The bill would authorize the appropriation of about $16 million annually for fiscal years 2014 through 2018 for activities related to traumatic brain injury. The Congressional Budget Office (CBO) estimates that implementing the bill would cost about $74 million over the 2014-2019 period, assuming appropriation of the authorized amounts. Pay-as-you-go procedures do not apply to this legislation because it would not affect direct spending or revenues.
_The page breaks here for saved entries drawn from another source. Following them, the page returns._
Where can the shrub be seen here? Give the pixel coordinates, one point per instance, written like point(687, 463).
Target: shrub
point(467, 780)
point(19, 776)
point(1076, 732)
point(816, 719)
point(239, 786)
The bill contains no intergovernmental or private-sector mandates as defined in the Unfunded Mandates Reform Act.

==Procedural history==
The Traumatic Brain Injury Reauthorization Act of 2013 was introduced into the United States House of Representatives on March 12, 2013 by Rep. Bill Pascrell Jr. (D, NJ-9). The bill was referred to the United States House Committee on Energy and Commerce and the United States House Energy Subcommittee on Health. The committee agreed in a voice vote to approve the bill. The bill was reported (amended) by the committee on May 20, 2014 alongside House Report 113-456.

==Debate and discussion==
The National Association of State Head Injury Administrators (NASHIA) supported the bill, calling the programs supported by the bill "critical in helping states to address" the unique needs of individuals with traumatic brain injuries. NASHIA supported the bill for allowing states their own flexibility to address needs in their own states and applauded the CDC's work in public education, trying to prevent bad falls by the elderly, and trying to stop sports related traumatic brain injuries.